Diz o psiquiatra Allen Frances : “o TDHA ocorre em 3% das crianças, mas é diagnosticado em 11% e, ridiculamente, em 20% dos adolescentes homens. Nós estamos fazendo um vasto e descontrolado experimento em nossas crianças, banhando seus cérebros imaturos com produtos químicos fortes sem saber seus efeitos de longo prazo”.
Morrendo à míngua
No Brasil, o Ministério da Saúde considera que 3% da população apresentam transtornos mentais severos e persistentes, mas de 9 a 12% – ou seja, até 15% da população -, em todas as faixas etárias apresentam transtornos mentais leves e necessitam de cuidados eventuais. Também registra a dependência de álcool entre os 12 e 65 anos em 9 a 11% da população.
No momento em que os burocratas da diplomacia mundial começam a reunião preparatória para a próxima Conferência do Clima em Lima – a COP ocorrerá em 2015 na capital da França – é fundamental ter em conta o seguinte: a população mundial tem problemas gravíssimos no seu cotidiano, como consequência do sistema econômico, que só aumenta a concentração de renda na mão de uma elite cada vez menor, e deixa a grande maioria numa corrida sórdida por sobrevivência. E, no dia a dia, vai perdendo a batalha econômica, para uma elite que não quer saber se as condições de vida no Planeta estão piorando, o que significa que vai piorar ainda mais a vida de milhões de pessoas.

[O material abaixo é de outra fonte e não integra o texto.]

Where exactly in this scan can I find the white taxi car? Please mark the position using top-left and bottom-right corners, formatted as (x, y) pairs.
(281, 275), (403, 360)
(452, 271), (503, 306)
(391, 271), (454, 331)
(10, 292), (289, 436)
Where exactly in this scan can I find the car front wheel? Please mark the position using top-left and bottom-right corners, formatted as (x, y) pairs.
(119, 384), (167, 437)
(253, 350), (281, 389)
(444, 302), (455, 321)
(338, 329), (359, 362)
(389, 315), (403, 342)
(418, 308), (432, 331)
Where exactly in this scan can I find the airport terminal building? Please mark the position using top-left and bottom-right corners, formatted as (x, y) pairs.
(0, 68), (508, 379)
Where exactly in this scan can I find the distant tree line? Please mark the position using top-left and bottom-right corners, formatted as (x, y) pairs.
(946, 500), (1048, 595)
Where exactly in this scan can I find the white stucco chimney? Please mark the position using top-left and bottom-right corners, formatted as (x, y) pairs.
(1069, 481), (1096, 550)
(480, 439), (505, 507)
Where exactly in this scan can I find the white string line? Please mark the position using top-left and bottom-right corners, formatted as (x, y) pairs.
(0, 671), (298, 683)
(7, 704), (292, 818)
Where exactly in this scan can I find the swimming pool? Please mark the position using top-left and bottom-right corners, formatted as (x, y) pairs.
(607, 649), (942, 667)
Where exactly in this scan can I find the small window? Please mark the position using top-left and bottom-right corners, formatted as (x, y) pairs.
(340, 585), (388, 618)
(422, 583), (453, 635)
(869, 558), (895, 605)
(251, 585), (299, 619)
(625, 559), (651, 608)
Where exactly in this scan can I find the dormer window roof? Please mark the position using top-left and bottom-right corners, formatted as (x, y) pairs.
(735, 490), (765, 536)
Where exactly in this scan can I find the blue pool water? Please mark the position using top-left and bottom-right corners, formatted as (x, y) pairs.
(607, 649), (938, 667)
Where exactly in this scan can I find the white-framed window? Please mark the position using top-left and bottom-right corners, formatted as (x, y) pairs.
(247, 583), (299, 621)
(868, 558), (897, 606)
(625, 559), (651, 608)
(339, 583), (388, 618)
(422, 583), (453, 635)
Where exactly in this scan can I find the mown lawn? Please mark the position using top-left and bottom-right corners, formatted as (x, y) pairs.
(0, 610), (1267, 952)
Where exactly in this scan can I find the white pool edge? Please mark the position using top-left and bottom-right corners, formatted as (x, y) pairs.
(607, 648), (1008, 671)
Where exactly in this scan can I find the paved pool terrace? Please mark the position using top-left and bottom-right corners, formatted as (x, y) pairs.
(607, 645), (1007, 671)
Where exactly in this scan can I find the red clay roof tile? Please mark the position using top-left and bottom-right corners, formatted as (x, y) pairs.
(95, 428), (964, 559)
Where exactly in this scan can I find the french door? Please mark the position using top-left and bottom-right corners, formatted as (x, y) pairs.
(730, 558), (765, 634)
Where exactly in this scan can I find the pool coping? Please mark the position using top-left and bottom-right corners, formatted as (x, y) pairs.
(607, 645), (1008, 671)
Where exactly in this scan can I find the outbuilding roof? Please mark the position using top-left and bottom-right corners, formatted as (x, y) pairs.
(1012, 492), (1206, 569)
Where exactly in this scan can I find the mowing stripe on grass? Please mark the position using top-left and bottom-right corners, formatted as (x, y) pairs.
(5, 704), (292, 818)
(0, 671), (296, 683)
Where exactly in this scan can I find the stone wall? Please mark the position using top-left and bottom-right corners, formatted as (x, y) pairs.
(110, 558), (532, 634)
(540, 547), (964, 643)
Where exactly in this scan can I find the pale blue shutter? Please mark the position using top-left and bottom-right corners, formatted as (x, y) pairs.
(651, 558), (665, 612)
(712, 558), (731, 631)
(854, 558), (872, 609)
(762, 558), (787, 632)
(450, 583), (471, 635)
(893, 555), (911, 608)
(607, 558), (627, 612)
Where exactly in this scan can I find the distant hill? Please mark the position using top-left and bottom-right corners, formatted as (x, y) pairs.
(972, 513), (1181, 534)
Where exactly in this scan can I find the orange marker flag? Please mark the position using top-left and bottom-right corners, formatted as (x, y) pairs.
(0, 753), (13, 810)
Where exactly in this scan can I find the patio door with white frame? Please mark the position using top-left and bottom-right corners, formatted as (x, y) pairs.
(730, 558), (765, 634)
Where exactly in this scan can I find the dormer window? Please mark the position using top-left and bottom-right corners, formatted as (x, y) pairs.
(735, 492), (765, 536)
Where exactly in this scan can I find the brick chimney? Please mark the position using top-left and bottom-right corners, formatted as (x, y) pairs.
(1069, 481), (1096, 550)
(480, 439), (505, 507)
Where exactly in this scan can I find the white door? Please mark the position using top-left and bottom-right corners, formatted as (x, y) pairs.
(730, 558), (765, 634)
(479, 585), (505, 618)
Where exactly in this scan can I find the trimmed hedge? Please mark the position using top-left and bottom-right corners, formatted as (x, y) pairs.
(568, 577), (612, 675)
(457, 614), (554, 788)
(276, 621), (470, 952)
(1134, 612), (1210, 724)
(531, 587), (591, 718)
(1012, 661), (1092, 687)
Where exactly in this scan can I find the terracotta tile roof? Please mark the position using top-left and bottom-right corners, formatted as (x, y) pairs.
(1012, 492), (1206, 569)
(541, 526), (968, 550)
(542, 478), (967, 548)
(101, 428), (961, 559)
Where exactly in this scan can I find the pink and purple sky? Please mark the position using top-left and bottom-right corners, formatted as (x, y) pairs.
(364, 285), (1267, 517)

Muito antes dos governantes se dignarem a traçar metas de mudanças no sistema econômico, onde somente o poder financeiro comanda, ou muito mais difícil, definirem metas de redução de consumo de petróleo, que significa reduzir frotas de veículos e mudar os sistemas de transporte no mundo – além é claro de acabar com o poder das petrolíferas e as ligações do mercado com a elite árabe – milhões de trabalhadores continuarão morrendo à míngua, doentes, enlouquecidos, e pior, se considerando culpados.